On Hanover Street, diners found shade from the 88-degree heat beneath awnings and umbrellas.

“I love the outdoor dining, especially on a day like this,” Don Stone, of the metro-Detroit area, said as he finished up lunch with two nieces and a sister-in-law. “It’s perfect.”


Stone said he ate outside last time he was in the North End a few years ago. It’s part of the North End experience, he said.

Around the corner at Ristorante Limoncello, Tom Scott, of Wellesley, said the restaurants were the heart of the neighborhood.

“We all have to suffer the consequences to preserve the ability for these restaurants to survive,” Scott said.

While dining outside was preferable, ambience-wise, it also felt like the more responsible choice for Jenny Hong and her three children, ages 11, 13, and 15, of San Diego.

“COVID is not quite done yet,” Hong said. “I feel much safer outside eating in these outdoor spaces, especially with my youngest who can’t get vaccinated yet.”

Concerns over the Delta variant have caused a number of recent cancellations at Lucia, Ducali and Filippo in the North End, said managing partner Philip Frattaroli, of Filmark Hospitality Group.

“Even though a lot of people think it’s over, restaurants aren’t out of this by any means,” Frattaroli said. “And we’re grateful for the public space and for municipalities allowing us to do this.

“There just needs to be a conversation about how to make this sustainable for everyone,” he said.

Especially, Frattaroli said, considering the window is so narrow for weather good enough to allow outdoor dining. “We’d like to make this short window work,” he said.

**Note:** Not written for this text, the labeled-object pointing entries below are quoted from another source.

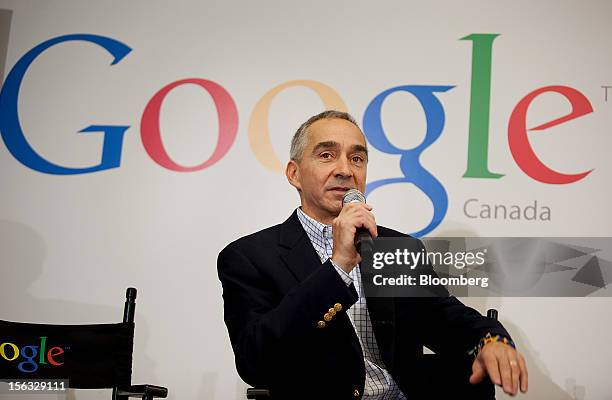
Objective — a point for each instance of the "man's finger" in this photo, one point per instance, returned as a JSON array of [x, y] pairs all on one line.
[[478, 372], [506, 374], [515, 371], [524, 374], [493, 370]]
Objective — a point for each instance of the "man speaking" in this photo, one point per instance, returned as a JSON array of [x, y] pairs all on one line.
[[297, 317]]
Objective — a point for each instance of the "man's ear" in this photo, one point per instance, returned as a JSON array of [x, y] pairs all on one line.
[[292, 172]]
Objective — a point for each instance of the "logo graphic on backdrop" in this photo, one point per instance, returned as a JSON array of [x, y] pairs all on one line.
[[29, 358], [481, 267], [413, 172]]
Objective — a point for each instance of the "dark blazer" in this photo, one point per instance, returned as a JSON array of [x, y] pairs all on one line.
[[276, 291]]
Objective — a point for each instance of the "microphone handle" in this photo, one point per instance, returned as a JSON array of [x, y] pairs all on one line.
[[364, 242]]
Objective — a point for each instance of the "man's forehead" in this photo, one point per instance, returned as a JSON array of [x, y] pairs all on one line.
[[335, 130]]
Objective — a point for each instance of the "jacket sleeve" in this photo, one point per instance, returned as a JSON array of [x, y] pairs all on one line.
[[263, 325]]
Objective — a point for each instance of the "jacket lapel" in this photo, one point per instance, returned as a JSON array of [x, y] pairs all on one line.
[[301, 259], [296, 251]]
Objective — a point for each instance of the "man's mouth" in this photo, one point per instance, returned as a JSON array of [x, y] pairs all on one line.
[[342, 189]]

At Monday’s meeting, several of the 50 attendees said they want their old neighborhood back, minus the heavy crowds and constricted sidewalks. City officials said they would take the concerns to heart.

“The outdoor dining that you see this year, I think it’s better than it was last year,” said Boston Licensing Board chairwoman Kathleen Joyce. “We’re committed to making it better next year.”

Kristen McCosh, disabilities commissioner for the City of Boston, told residents the city would set clearer outdoor-dining guidelines in the future.